Même ceux qui connaissaient bien la Sémantique générale s’attendaient à entendre des informations ou une analyse qui transcenderaient ce qu’ils auraient normalement considéré comme une connaissance adéquate du sujet.
Et Gosseyn, qui se tenait debout sur l’estrade de ce petit auditorium, se dit avec un certain étonnement que leur attente était justifiée.
Il n’avait pas vraiment de nouvelles données à leur proposer, mais une nouvelle prise de conscience…
— La Sémantique générale ne se soucie pas des réalités qui sous-tendent l’existence ou la non-existence, expliqua-t-il.
« Elle commence par l’acceptation des perceptions et opère dans le cadre de ce que tout être humain normal, tout animal ou tout insecte peut percevoir par le système sensoriel dont il est équipé.
« Mais mon cerveau second semble fonctionner au niveau du néant sous-jacent à l’être. Pour le cerveau second opérant une similarisation à vingt décimales, il n’y a ni distance, ni temps, ni univers…
« L’univers pourrait ne pas exister, vous êtes d’accord là-dessus. On ne peut donner aucune explication de l’univers.
« Cependant il est là, autour de nous, et il s’étend, disent les savants, dans toutes les directions, sur des distances immenses mais finies.
« Ce serait d’ailleurs fort intéressant de percevoir où cette « distance finie » « se termine ».

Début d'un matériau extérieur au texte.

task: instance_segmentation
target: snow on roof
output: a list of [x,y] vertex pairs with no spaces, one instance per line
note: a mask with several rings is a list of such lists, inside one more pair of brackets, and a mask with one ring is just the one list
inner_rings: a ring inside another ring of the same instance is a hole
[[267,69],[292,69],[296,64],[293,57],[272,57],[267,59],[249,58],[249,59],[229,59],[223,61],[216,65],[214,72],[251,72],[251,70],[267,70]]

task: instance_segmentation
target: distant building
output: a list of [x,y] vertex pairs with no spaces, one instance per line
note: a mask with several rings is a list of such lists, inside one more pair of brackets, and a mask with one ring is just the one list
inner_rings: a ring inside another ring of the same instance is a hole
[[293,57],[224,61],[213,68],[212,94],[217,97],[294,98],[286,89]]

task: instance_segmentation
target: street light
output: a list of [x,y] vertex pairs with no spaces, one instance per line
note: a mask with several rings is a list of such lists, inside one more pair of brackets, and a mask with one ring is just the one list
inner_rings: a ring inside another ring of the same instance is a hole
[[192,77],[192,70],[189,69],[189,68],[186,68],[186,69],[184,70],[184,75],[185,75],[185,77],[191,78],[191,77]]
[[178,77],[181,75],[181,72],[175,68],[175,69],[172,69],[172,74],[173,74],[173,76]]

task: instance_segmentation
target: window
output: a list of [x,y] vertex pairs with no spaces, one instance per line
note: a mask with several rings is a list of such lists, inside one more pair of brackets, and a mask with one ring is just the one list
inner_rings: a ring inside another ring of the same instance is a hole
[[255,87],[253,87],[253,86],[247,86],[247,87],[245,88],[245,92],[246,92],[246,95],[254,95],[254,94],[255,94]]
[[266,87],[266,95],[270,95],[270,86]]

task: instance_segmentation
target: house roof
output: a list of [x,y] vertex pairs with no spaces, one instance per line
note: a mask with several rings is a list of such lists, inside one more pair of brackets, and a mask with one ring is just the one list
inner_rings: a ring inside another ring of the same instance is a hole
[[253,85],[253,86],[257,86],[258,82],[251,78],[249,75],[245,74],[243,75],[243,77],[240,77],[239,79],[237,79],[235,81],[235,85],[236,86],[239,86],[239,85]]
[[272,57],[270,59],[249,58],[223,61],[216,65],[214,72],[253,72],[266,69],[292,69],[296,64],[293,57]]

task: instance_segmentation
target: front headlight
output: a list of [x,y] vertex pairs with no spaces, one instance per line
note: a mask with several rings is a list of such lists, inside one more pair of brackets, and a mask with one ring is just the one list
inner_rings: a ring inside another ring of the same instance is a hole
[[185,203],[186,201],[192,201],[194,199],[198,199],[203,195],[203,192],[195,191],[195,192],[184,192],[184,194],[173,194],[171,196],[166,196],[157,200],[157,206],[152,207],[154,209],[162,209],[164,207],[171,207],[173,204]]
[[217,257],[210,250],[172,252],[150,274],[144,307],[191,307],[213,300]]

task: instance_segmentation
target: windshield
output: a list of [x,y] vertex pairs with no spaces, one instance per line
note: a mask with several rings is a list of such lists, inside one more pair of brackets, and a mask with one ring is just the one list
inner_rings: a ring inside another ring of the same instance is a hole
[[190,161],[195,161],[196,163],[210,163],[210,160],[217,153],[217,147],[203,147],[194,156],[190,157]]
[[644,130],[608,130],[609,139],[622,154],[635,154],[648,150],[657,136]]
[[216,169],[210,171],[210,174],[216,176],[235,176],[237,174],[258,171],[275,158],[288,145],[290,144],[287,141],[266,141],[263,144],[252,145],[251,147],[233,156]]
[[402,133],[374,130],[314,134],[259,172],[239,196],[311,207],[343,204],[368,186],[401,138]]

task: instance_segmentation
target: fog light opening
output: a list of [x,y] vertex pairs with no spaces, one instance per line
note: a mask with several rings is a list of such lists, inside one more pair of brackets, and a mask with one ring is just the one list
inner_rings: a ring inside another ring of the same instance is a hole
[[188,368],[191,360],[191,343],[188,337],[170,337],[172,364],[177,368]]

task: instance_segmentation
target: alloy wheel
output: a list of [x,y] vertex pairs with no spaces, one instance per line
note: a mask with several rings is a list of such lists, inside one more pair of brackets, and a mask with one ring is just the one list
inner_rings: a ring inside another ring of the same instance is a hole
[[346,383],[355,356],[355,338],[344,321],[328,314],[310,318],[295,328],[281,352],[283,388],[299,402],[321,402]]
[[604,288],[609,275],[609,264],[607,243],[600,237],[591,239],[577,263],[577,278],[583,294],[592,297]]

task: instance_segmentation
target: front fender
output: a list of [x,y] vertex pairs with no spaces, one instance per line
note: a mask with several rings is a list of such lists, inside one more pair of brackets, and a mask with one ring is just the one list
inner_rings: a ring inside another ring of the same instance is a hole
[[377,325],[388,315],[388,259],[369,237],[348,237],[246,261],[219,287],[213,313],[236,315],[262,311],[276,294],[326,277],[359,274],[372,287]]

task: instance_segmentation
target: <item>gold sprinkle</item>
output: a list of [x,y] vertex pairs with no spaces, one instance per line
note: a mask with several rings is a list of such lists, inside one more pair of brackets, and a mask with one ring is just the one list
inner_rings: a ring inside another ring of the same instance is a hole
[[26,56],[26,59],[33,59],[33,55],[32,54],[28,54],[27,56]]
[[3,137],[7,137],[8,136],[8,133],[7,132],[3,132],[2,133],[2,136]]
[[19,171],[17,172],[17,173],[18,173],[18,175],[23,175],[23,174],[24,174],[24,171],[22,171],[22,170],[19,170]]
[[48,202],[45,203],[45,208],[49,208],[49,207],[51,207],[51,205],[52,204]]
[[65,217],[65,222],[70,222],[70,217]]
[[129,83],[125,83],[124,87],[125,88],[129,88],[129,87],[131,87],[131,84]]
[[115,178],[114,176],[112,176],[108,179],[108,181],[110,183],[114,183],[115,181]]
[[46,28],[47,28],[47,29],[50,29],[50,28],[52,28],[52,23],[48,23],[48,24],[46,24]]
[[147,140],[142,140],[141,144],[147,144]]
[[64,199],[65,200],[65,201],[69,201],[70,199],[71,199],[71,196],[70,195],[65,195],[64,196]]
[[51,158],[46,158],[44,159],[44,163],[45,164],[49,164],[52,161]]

« On ne définit pas le « néant » par rapport au vide. Ce n’est pas un espace vide, petit ou grand. Ce n’est même pas un point mathématique.
« Le néant… c’est rien.
« C’est la non-existence, le non-être, sans espace ni temps… rien.
« On a estimé à environ trois mille le nombre de langues parlées rien que sur Terre. Dans toutes ces têtes, observables au niveau de conscience où opère la perception, il y a une structure neurale qui permet à chaque individu, s’il a reçu une certaine instruction, d’exprimer toutes les nuances possibles de l’observation et du raisonnement philosophique, disponibles dans ce langage.
« La similarisation normale, à vingt décimales, d’un Gosseyn déplace simplement l’individu d’un lieu à un autre. Une transmission de ce type l’expédie tel qu’il est. Il n’y a aucune transformation de ses structures internes.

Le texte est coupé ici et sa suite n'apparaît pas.